Cette combinaison de facteurs et de bonne volonté explique le résultat auquel nous sommes parvenus, au plan des formations avec une offre à la fois lisible, visible et aussi pertinente que possible pour l’étudiant. Tout le monde avait à cœur de mettre ce dernier au centre des préoccupations.
– Sans compter un terreau propice, lié aux coopérations anciennes entre les établissements membres de la future université…
Oui, cela a aussi indéniablement aidé. L’Université Paris-Saclay va à cet égard dans le sens de l’histoire. Elle permet de formaliser beaucoup plus les liens étroits et anciens. Pour ne m’en tenir qu’à la Faculté des sciences de Paris-Sud, elle entretient de longue date des relations étroites avec plusieurs grandes écoles (l’ENS Cachan, l’IOGS, l’ECP, Supélec, Polytechnique, AgroParisTech…) à travers notamment des Masters cohabilités mais aussi de nombreuses collaborations de recherche voire des laboratoires communs.
Certes, nous représentons des établissements différents. Certes, il y a encore des difficultés à surmonter. Chaque établissement a des missions et une histoire qui lui sont propres. Mais, encore une fois, il ne s’agit pas, avec l’Université Paris-Saclay de renoncer à ces spécificités, encore moins de se fondre dans un même moule. L’ambition est de coordonner au mieux nos différences, dans l’intérêt des étudiants, comme des enseignants et des chercheurs. Ne l’oublions pas, la priorité, c’est eux.
– Est-ce à dire que les relations sont idylliques ?

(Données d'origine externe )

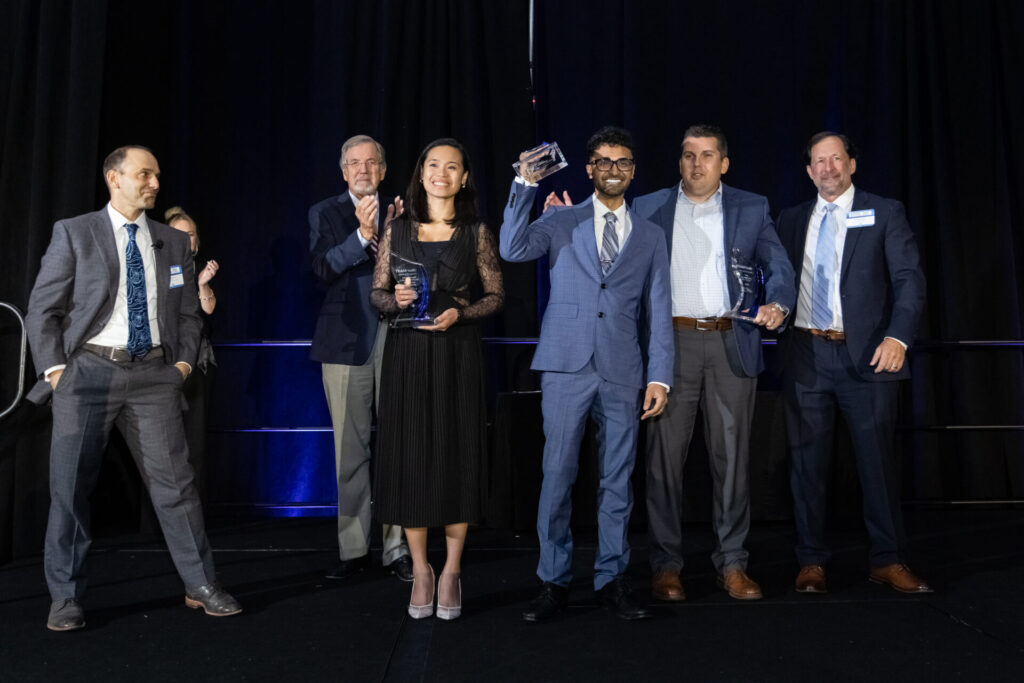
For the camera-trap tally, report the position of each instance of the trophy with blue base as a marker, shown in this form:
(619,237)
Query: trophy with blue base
(750,287)
(416,314)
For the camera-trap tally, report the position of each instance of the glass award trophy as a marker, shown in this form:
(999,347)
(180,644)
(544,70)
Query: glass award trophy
(416,314)
(539,163)
(750,282)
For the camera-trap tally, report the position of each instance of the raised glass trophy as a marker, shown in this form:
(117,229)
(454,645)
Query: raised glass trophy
(539,163)
(416,314)
(750,281)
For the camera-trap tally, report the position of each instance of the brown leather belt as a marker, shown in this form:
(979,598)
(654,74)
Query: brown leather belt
(121,354)
(830,335)
(702,324)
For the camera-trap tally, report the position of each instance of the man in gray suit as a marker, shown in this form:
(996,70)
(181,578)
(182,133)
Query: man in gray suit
(114,326)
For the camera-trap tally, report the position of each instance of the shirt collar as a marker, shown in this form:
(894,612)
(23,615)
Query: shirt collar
(715,199)
(600,209)
(119,220)
(843,203)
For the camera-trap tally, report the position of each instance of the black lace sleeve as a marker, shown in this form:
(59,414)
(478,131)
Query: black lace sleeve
(382,295)
(491,276)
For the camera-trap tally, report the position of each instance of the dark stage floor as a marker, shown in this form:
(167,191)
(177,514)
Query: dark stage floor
(299,627)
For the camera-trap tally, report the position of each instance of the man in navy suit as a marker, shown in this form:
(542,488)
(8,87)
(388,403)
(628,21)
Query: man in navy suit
(349,342)
(860,294)
(609,288)
(718,358)
(114,326)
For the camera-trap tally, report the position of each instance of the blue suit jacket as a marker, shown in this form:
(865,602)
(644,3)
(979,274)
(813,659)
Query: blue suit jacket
(591,314)
(882,287)
(748,227)
(346,326)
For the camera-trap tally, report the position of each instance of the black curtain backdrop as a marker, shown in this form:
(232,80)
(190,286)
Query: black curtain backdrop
(246,104)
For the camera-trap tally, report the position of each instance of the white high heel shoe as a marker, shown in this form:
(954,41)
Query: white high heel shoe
(422,611)
(452,611)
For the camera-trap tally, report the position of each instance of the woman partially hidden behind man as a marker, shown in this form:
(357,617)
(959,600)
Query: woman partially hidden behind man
(432,423)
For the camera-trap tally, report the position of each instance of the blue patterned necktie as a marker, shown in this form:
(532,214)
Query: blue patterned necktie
(824,271)
(139,340)
(609,243)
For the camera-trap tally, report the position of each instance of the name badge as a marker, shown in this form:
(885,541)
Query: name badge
(177,280)
(862,218)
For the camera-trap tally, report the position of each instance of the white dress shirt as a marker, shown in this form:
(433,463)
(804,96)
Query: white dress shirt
(843,205)
(699,284)
(115,333)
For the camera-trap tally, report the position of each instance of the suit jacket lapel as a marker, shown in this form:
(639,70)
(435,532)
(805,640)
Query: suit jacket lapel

Non, bien sûr. Loin de moi de vouloir enjoliver les choses : comme je l’ai dit, il y a eu des difficultés et il en existe encore. Mais au moins y a-t-il aujourd’hui une volonté commune de trouver à chaque fois une solution au problème qui se présente. Je rappelle que le projet Paris-Saclay est parti d’une volonté politique nationale mais il a pris vie et corps parce que parmi les acteurs des différents établissements, il y a la conviction partagée que les enjeux des métiers d’ingénieurs ou de chercheurs de demain nécessitent des formations poreuses et co-construites entre universités et grandes écoles, que les liens entre recherches fondamentales, applications et valorisation doivent être forts, simples et visibles et qu’à l’heure d’un monde hyperconnecté, les modèles et structures fragmentés doivent évoluer et Paris-Saclay est une réponse.
Au début, les réunions consacrées au projet d’Université Paris-Saclay pouvaient être houleuses, d’aucuns menaçant de claquer la porte ! Ce n’est plus le cas. L’habitude a été prise de s’écouter et d’essayer de parvenir à un consensus.
Chaque établissement prend soin d’indiquer ce qui est négociable et ce qui ne l’est pas, ce sur quoi il peut déroger au regard de ses missions, et ce sur quoi il ne peut pas le faire. Dès lors qu’un établissement fait un effort sur un point, les autres s’efforcent d’en faire autant, histoire que personne ne se sente lésée. Espérons que le pli est pris pour la suite!
– Concrètement, vous prenez le temps de vous réunir autour d’une table ?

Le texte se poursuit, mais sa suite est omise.